Ein letztes Aufbäumen und dann war es vollbracht. Bernardo hatte sich verausgabt. Entkräftet ließ sich der blasse Magierschüler in seinen Stuhl fallen, seine Schultern sackten nach unten und ein tiefes Seufzen der Erleichterung und der Erschöpfung drang zwischen seinen Lippen hervor. Er hielt sein Meisterstück in Händen und seine Finger zitterten vor Aufregung und vor Ermüdung von der immer gleichen Bewegung. Nach wochen-, nein, nunmehr schon monatelang währender Arbeit war sein Werk endlich vollbracht! Bewundernd strichen seine Fingerspitzen über das glatte, zugleich seidig-weiche und doch feste Material. Es war perfekt. Bernardo legte die Finger an die Schläfen und sprach den Cantus, der ihm das Quäntchen Mut gab, das er für sein kühnes Vorhaben brauchte. Nun auf, das magische Artefakt wollte genutzt werden!

Es war zu spät, um Lutsiana noch in der Bibliothek zu finden, aber noch früh genug, um an ihre Zimmertüre zu klopfen. Einen schmalen Spalt breit wurde ihm geöffnet. Er sah ihr in die Augen, die sich vor Überraschung und mit einem fragenden Blick weiteten. Ihre kastanienbraune Mähne wallte ungebändigt über ihre nackten Schultern, über die sie hastig eine Decke geworfen hatte. Eine Hand hielt die Decke vor ihrer Brust geschlossen, die andere lag auf dem Türstock und ein zarter Blütenduft wehte von ihrem Körper.

Ja? Was willst du?“, fragte sie den schlacksigen Magierschüler argwöhnisch. Ermutigt von der Zauberwirkung nahm Bernando als Antwort Lutsianas Hand und legte seine Erfindung hinein. Von Forscherneugierde getrieben – sie ist schließlich Wissenschaftlerin – wurde ihre Verwunderung in den Hintergrund gedrängt. Lutsiana untersuchte das Objekt nach Augenschein und taktilen Merkmalen: Von knapp über einem Spann Länge und so dick wie zwei Finger. Eine gleichmäßige, knollenartige Verdickung an einem Ende. Die Berührung fühlte sich angenehm warm und weich an, doch der Werkstoff war hart und glatt.

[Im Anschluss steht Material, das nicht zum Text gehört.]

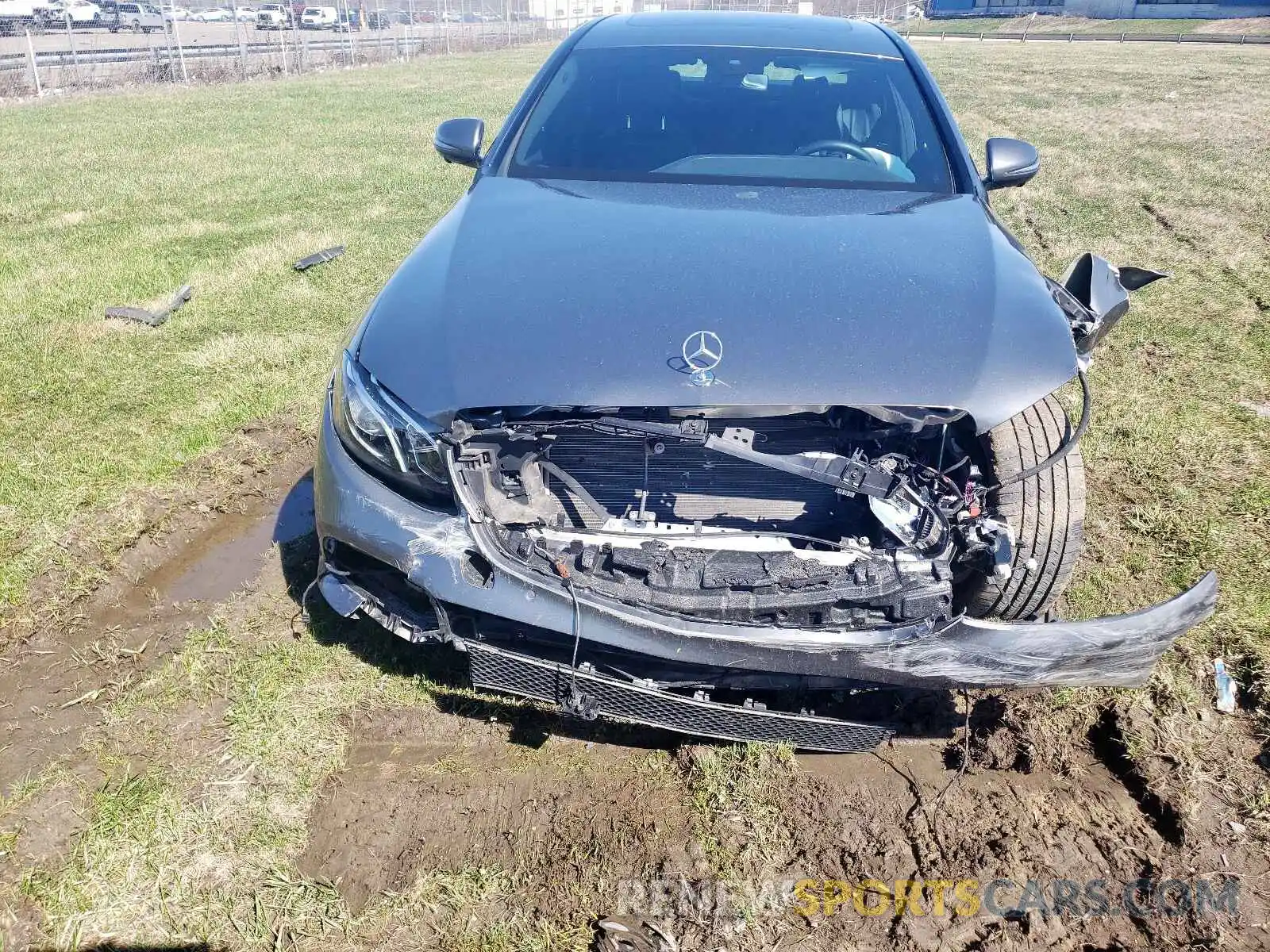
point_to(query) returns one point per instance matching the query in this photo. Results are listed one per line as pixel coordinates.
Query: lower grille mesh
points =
(495, 670)
(687, 482)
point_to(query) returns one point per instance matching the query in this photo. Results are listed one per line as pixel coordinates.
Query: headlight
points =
(387, 437)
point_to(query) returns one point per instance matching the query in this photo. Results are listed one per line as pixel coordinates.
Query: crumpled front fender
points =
(429, 547)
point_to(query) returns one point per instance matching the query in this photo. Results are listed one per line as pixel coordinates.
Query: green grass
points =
(122, 200)
(1083, 25)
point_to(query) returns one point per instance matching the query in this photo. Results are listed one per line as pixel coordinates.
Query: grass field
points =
(1153, 156)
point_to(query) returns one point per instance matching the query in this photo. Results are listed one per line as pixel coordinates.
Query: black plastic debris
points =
(152, 317)
(327, 254)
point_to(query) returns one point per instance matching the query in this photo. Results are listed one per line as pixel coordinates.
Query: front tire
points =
(1047, 513)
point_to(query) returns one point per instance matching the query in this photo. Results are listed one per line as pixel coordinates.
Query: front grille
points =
(497, 670)
(689, 482)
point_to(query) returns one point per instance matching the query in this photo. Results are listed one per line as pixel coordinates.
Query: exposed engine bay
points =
(800, 517)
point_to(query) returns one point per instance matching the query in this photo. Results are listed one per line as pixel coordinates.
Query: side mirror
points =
(1010, 163)
(459, 141)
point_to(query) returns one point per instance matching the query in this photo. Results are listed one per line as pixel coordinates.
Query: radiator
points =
(689, 482)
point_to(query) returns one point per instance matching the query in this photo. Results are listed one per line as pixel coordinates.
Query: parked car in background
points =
(78, 12)
(137, 18)
(318, 18)
(273, 17)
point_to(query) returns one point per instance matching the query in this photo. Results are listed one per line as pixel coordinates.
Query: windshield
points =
(724, 113)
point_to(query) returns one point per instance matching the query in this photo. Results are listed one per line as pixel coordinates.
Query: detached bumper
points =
(433, 550)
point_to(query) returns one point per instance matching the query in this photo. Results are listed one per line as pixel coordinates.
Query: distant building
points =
(1103, 10)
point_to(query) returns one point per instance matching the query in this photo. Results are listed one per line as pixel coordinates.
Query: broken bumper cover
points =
(429, 547)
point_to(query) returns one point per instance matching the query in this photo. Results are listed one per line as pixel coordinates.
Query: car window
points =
(723, 113)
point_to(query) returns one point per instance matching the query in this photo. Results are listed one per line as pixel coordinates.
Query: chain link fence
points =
(44, 51)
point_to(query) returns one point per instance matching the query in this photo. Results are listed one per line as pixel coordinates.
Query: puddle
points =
(225, 556)
(237, 550)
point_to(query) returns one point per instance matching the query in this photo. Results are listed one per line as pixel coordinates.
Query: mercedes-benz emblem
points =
(702, 351)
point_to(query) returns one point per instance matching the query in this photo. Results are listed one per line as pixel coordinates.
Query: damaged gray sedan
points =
(722, 382)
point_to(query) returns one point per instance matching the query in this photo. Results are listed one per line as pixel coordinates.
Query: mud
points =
(429, 793)
(202, 550)
(575, 812)
(423, 793)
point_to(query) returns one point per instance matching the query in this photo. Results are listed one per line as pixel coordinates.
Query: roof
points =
(755, 29)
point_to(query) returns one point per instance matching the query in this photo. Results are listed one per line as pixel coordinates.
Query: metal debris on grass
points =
(327, 254)
(634, 933)
(152, 319)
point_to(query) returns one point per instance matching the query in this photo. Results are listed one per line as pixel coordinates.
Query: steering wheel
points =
(836, 146)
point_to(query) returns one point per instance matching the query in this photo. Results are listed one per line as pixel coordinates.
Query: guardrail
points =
(286, 51)
(55, 59)
(1227, 38)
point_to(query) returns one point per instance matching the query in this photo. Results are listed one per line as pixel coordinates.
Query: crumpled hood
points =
(582, 294)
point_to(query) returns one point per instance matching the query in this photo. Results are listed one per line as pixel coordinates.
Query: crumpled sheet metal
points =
(152, 319)
(327, 254)
(1117, 651)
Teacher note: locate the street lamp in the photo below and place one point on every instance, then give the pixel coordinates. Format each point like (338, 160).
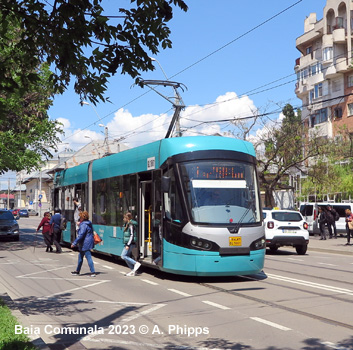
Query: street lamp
(94, 145)
(105, 136)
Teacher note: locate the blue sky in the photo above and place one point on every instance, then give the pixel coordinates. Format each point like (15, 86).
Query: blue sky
(215, 59)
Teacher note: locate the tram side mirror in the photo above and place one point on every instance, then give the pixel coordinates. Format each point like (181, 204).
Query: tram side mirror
(165, 184)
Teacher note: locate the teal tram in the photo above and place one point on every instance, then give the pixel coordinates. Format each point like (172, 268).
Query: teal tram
(196, 201)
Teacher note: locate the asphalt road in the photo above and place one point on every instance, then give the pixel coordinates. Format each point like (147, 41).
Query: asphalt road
(298, 302)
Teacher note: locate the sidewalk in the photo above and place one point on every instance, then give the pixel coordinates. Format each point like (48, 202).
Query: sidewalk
(330, 245)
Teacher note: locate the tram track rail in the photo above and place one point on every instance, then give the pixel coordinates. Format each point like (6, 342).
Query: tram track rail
(282, 307)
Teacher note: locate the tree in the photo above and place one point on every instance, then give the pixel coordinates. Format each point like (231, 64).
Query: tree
(26, 133)
(75, 39)
(78, 40)
(285, 148)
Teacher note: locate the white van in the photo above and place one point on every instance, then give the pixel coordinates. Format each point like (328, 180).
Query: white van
(310, 211)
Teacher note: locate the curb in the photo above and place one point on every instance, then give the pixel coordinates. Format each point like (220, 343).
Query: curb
(328, 250)
(38, 342)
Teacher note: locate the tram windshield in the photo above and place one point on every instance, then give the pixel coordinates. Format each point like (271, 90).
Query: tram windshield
(221, 192)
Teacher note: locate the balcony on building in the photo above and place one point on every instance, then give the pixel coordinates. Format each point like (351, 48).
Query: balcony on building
(331, 72)
(342, 64)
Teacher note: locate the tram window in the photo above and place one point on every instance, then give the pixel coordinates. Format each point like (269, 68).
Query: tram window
(99, 201)
(175, 203)
(221, 191)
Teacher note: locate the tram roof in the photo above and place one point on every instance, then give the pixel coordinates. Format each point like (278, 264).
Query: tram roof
(151, 156)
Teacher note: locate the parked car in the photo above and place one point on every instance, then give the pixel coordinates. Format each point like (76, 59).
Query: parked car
(23, 213)
(32, 212)
(9, 228)
(286, 228)
(15, 211)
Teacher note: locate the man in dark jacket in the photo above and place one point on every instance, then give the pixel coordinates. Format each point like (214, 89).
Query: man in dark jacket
(331, 221)
(55, 223)
(85, 243)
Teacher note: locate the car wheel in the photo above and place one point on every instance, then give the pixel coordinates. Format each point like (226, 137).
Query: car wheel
(301, 249)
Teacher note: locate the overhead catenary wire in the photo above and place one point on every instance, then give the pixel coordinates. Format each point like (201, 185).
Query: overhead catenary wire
(200, 60)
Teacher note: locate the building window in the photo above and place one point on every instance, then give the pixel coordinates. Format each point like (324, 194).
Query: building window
(318, 90)
(327, 53)
(315, 68)
(319, 117)
(350, 80)
(337, 112)
(350, 109)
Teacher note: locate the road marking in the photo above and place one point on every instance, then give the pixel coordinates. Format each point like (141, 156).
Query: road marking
(272, 324)
(78, 288)
(136, 345)
(43, 271)
(312, 284)
(150, 282)
(108, 267)
(180, 292)
(153, 307)
(143, 313)
(334, 346)
(219, 306)
(326, 264)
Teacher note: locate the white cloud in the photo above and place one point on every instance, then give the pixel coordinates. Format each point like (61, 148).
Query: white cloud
(146, 128)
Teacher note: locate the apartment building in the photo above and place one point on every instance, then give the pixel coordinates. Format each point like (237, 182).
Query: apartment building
(325, 69)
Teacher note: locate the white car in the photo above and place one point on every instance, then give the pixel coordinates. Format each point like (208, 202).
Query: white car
(286, 228)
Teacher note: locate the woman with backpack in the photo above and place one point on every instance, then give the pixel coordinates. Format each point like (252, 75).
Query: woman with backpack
(129, 243)
(85, 243)
(46, 231)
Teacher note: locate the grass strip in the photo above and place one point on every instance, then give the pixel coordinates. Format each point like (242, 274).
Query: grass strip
(8, 339)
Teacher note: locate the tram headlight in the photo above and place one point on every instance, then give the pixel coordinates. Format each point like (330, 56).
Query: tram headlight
(200, 244)
(258, 244)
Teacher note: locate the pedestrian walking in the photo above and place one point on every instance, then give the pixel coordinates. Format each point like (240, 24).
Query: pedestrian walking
(322, 223)
(55, 223)
(129, 243)
(85, 243)
(349, 225)
(46, 231)
(77, 211)
(332, 217)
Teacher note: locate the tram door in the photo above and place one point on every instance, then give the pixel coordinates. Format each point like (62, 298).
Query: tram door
(146, 216)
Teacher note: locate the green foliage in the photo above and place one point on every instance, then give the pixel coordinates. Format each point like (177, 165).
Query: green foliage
(77, 40)
(8, 339)
(285, 148)
(26, 90)
(329, 177)
(80, 41)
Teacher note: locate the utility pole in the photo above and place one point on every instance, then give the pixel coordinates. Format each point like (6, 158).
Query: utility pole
(8, 193)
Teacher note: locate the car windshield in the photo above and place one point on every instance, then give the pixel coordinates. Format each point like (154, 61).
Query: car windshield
(6, 215)
(286, 216)
(221, 192)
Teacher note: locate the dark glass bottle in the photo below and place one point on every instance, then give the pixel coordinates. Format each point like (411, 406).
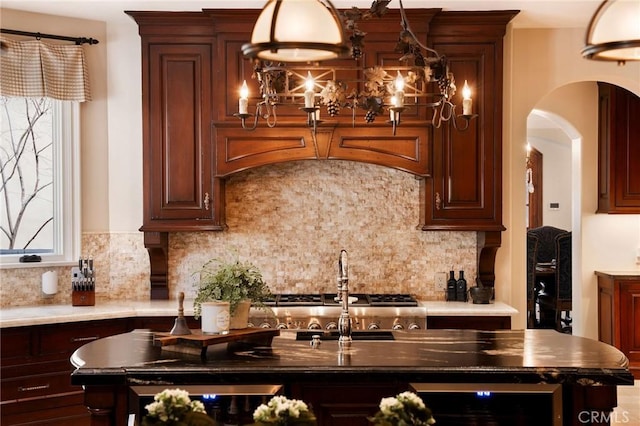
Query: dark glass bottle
(233, 418)
(451, 287)
(461, 288)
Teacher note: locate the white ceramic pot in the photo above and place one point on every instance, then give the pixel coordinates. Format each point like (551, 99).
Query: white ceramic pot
(215, 317)
(240, 318)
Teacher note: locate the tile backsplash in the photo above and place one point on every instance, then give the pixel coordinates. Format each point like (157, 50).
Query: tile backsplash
(291, 220)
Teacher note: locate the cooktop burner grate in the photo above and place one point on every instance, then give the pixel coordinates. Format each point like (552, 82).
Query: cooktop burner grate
(299, 300)
(362, 299)
(329, 299)
(392, 300)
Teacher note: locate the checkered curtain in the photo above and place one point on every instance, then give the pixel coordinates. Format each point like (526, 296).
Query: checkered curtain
(34, 68)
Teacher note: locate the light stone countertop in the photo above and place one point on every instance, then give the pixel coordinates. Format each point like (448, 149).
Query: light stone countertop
(459, 309)
(54, 314)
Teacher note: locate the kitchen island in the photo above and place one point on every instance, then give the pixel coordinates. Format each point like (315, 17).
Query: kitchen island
(344, 387)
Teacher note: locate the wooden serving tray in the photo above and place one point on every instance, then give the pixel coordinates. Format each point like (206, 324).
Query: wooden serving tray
(197, 343)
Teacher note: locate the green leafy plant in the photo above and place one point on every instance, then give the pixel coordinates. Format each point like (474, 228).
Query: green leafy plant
(406, 409)
(232, 281)
(283, 411)
(174, 407)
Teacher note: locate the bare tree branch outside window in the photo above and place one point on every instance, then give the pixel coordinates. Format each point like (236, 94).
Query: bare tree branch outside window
(26, 168)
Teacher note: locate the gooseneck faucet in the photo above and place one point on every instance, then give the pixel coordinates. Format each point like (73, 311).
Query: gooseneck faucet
(344, 322)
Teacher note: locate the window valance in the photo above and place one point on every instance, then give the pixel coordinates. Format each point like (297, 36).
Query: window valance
(34, 68)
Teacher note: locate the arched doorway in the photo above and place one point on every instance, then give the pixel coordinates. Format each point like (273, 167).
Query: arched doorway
(557, 182)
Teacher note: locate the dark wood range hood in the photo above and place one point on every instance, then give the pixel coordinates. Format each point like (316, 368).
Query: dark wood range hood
(193, 58)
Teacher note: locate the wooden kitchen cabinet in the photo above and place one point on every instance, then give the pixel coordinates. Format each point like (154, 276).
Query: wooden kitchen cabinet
(465, 191)
(619, 314)
(191, 63)
(36, 372)
(178, 58)
(618, 150)
(339, 404)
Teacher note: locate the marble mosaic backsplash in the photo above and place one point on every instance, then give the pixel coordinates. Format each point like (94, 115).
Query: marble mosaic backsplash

Lutsianas Augen blitzten und sie blickte Bernardo fest in die Augen: „Das ist ein sehr… interessantes Objekt. Ist es ein Geschenk?“, fragte sie mit dunkler, schnurrender Stimme. Bernardo beugte sich zu ihr und hauchte über ihre Lippen: „Es ist noch viel mehr als das, was du siehst. Lass mich dir zeigen, was es kann.“ Er umschloss ihre Hand, die den Gegenstand hielt, und bei seiner Berührung erwachte die Magie darin: Er zuckte und ruckte sanft in ihrer Hand, während Bernardo sie mit einem Kuss durch die Türe in ihr Zimmer schob. Bereitwillig öffnete sie ihre Lippen unter seinem drängenden Kuss, zog ihn an seiner Robe mit sich und zog ihn auf ihr Bett… doch dort lag schon jemand.

Sieh nur, Morena, wir haben jemanden zum Spielen bekommen! Mit einem schönen Spielzeug!“ Lutsiana grinste verschmitzt ihrer Freundin zu.

Bernardo hatte viele Nächte phantasiert und davon geträumt, seine geliebte Lutsiana zu umfassen und glücklich zu machen, wieder und wieder. – In dieser Nacht jedoch kam es anders: Finger gruben sich in sein Haar und zogen ihn zu leidenschaftlichen Küssen hinab, weiche Haut strich liebkosend, lockend, fordernd gegen ihn, warme Schenkel drängten sich fester an ihn, Hände griffen nach ihm, um ihn tiefer zu ziehen, und als er nicht mehr konnte, wurde er mit seinem nimmermüden vibrierenden Artefakt ein sehr willkommener Gast für die kommenden Nächte. Zu dritt erkundeten sie dieses neue Spielzeug, sie versteckten es manchmal und holten es wieder hervor und es wanderte von dieser in jene Hand und sie hatten viel Vergnügen.

Allerdings gab es eine Sache, die die beiden Damen bald erfahren würden: Dass nur er das Zauberwort kennt, das den magischen Liebesdiener weckt!